Au sein de la majorité, deux questions ont continué à faire débat. D’abord le poste de vice-président sur lequel les discussions se sont poursuivies après dépôt du rapport de la commission paritaire, selon trois sources au Parlement. Selon plusieurs sources, aussi bien au sein de la commission paritaire qu’au sein de la conférence des présidents, lors du dépôt du rapport de la commission paritaire, le 13 octobre 2021, Fabien Boko, député Palu, figurait comme vice-président proposé de la Ceni. Boko, aussi cité par Mbata comme membre de la commission, sera par la suite contesté par les députés USN soutenu par Jean-Marc Kabund. La plénière prévue sera reportée officiellement pour « des raisons techniques ». Au bout des discussions, Boko sera remplacé par Ilunga Lembow, député PPRD. Cependant, une question subsiste : la commission a-t-elle pu statuer sur le nom de Ilunga ?
Ensuite, les regroupements MS-G7 et AR, qui se réclament être la deuxième force parlementaire de l’USN, revendiquaient le poste de vice-président ou, au minimum, celui de rapporteur de la Ceni. Leur leader, Moïse Katumbi, quant à lui, martelait que la désignation de Denis Kadima sans consensus était une « ligne rouge » à ne pas franchir. Moïse Katumbi n’aura finalement aucun poste : Paul Vahumanwa, député AR, a été désigné rapporteur adjoint du bureau de la Ceni. Ni son parti d’origine, le RCD-KML, ni sa composante politique n’ont été associés à sa désignation.

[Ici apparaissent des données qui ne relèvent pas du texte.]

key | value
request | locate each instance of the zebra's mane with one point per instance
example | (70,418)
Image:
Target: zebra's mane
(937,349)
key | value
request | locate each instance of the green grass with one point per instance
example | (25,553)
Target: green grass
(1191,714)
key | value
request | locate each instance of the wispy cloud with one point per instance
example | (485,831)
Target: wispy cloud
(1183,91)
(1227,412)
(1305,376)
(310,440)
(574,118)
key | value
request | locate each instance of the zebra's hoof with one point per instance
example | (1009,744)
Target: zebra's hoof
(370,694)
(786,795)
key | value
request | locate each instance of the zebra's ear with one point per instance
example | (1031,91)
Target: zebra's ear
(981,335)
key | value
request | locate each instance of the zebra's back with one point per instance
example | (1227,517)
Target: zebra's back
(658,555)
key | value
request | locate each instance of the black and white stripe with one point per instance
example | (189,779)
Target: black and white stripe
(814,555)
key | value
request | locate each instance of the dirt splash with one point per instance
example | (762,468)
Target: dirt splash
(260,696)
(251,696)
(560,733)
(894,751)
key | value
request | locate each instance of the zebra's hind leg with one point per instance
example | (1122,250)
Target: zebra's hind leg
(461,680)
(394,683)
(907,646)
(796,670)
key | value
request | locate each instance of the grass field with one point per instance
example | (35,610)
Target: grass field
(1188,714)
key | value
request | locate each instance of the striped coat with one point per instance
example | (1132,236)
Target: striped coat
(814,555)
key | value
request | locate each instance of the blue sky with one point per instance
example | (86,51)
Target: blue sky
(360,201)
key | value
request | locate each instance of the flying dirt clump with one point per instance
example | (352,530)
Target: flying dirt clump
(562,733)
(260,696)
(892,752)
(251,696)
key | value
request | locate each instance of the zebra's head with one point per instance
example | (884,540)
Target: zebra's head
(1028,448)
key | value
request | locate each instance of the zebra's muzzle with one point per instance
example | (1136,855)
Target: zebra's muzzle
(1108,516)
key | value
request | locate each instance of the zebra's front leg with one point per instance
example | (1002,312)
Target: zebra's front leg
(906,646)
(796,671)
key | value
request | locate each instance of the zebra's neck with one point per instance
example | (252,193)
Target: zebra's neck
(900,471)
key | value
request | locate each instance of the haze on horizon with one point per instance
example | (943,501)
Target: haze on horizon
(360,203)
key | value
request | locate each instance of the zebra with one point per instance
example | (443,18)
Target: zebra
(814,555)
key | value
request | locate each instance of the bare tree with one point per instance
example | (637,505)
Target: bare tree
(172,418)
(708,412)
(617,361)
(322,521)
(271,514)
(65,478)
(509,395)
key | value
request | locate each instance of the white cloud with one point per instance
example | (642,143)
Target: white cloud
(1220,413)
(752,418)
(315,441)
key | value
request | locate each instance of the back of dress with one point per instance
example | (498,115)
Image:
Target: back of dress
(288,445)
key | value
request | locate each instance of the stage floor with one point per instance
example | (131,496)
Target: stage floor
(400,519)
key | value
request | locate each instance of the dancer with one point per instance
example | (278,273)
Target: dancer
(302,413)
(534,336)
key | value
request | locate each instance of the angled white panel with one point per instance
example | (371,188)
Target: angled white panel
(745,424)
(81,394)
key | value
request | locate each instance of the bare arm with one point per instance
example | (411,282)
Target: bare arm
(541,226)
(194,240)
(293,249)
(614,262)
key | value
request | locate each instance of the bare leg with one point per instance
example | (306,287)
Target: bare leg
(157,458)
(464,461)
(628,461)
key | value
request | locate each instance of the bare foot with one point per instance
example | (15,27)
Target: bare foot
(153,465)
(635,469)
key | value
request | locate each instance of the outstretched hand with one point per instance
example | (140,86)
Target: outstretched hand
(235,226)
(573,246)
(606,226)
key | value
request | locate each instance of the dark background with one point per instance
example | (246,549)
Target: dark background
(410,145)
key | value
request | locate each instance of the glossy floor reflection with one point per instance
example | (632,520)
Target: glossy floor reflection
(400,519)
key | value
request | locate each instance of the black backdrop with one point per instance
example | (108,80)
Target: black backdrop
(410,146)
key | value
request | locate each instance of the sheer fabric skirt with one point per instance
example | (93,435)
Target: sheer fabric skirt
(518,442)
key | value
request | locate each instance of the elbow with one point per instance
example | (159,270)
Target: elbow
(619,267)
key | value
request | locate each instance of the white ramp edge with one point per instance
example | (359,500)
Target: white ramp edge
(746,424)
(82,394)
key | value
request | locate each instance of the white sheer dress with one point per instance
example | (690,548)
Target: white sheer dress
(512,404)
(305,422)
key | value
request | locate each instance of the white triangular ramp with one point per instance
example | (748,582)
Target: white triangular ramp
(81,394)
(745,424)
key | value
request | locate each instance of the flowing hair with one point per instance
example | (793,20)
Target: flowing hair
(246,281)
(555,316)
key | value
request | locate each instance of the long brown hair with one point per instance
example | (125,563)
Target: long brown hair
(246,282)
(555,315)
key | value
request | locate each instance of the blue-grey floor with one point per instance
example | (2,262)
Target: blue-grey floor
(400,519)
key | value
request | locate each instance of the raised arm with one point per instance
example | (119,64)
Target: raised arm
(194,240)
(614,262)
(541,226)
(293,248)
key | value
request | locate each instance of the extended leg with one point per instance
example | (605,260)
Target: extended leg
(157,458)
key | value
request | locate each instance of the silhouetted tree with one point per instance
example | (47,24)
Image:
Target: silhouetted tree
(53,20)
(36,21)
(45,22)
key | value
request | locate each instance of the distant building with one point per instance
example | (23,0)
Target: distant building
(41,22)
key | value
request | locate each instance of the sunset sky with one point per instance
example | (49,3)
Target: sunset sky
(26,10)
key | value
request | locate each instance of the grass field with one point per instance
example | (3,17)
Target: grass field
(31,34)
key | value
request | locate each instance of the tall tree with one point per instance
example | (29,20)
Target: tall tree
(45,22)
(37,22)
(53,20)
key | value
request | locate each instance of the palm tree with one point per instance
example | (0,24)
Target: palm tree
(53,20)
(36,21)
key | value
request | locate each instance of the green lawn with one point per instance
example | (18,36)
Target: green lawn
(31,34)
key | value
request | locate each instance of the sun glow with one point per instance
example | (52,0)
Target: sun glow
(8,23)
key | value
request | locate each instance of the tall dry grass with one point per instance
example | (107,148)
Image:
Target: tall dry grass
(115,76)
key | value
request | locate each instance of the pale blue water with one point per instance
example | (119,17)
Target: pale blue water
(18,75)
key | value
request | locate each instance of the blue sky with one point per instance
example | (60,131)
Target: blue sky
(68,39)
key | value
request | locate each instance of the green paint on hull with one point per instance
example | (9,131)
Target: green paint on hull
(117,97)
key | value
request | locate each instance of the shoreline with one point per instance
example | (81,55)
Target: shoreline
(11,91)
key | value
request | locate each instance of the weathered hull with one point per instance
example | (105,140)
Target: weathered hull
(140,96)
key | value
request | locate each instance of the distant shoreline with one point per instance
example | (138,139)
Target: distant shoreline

Au delà des individus : une loi déséquilibrée pour une Ceni déséquilibrée
La controverse autour de la Ceni ne commence pas avec la désignation de ses animateurs. Après les élections de décembre 2018, des appels pressants de la société civile, de l’opposition et d’une partie de la majorité (Cach) exigeait des « réformes électorales » avant la mise en place de la Ceni. Cependant, les objectifs de ces réformes étaient loin de faire l’unanimité. Dans sa proposition initiale, Christophe Lutundula, alors député de l’opposition, suggérait une Ceni composée de manière paritaire entre la majorité, l’opposition et la société civile. Martin Fayulu, ainsi qu’une partie de la société civile, pour leur part, poussaient pour la « dépolitisation » de la Ceni.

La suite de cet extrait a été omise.